On 5/18/22 14:28, Emanuele Giuseppe Esposito wrote:
For example, all callers of bdrv_open() always take the AioContext lock.
Often it is taken very high in the call stack, but it's always taken.
I think it's actually not a problem of who takes the AioContext lock or
where; the requirements are contradictory:
* IO_OR_GS_CODE() functions, when called from coroutine context, expect
to be called with the AioContext lock taken (example:
bdrv_co_yield_to_drain)
* to call these functions with the lock taken, the code has to run in
the BDS's home iothread. Attempts to do otherwise results in deadlocks
(the main loop's AIO_WAIT_WHILEs expect progress from the iothread, that
cannot happen without releasing the aiocontext lock)

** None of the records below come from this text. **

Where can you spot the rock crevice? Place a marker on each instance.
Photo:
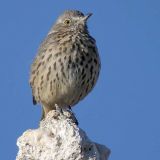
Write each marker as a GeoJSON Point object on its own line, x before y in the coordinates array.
{"type": "Point", "coordinates": [59, 138]}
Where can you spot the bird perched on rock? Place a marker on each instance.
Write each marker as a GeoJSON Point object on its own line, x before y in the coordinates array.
{"type": "Point", "coordinates": [67, 65]}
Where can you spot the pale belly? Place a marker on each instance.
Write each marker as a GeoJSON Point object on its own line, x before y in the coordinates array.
{"type": "Point", "coordinates": [68, 87]}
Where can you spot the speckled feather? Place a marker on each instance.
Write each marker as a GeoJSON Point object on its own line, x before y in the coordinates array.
{"type": "Point", "coordinates": [67, 65]}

* running the code in the BDS's home iothread is not possible for
GLOBAL_STATE_CODE() functions (unless the BDS home iothread is the main
thread, but that cannot be guaranteed in general)
We might suppose that many callbacks are called under drain and in
GLOBAL_STATE, which should be enough, but from our experimentation in
the previous series we saw that currently not everything is under drain,
leaving some operations unprotected (remember assert_graph_writable
temporarily disabled, since drain coverage for bdrv_replace_child_noperm
was not 100%?).
Therefore we need to add more drains. But isn't drain what we decided to
drop at the beginning? Why isn't drain good?
To sum up the patch ordering deadlock that we have right now:
* in some cases, graph manipulations are protected by the AioContext lock
* eliminating the AioContext lock is needed to move callbacks to
coroutine contexts (see above for the deadlock scenario)
* moving callbacks to coroutine context is needed by the graph rwlock
implementation
On one hand, we cannot protect the graph across manipulations with a
graph rwlock without removing the AioContext lock; on the other hand,
the AioContext lock is what _right now_ protects the graph.
So I'd rather go back to Emanuele's draining approach. It may not be
beautiful, but it allows progress. Once that is in place, we can remove
the AioContext lock (which mostly protects virtio-blk/virtio-scsi code
right now) and reevaluate our next steps.
Paolo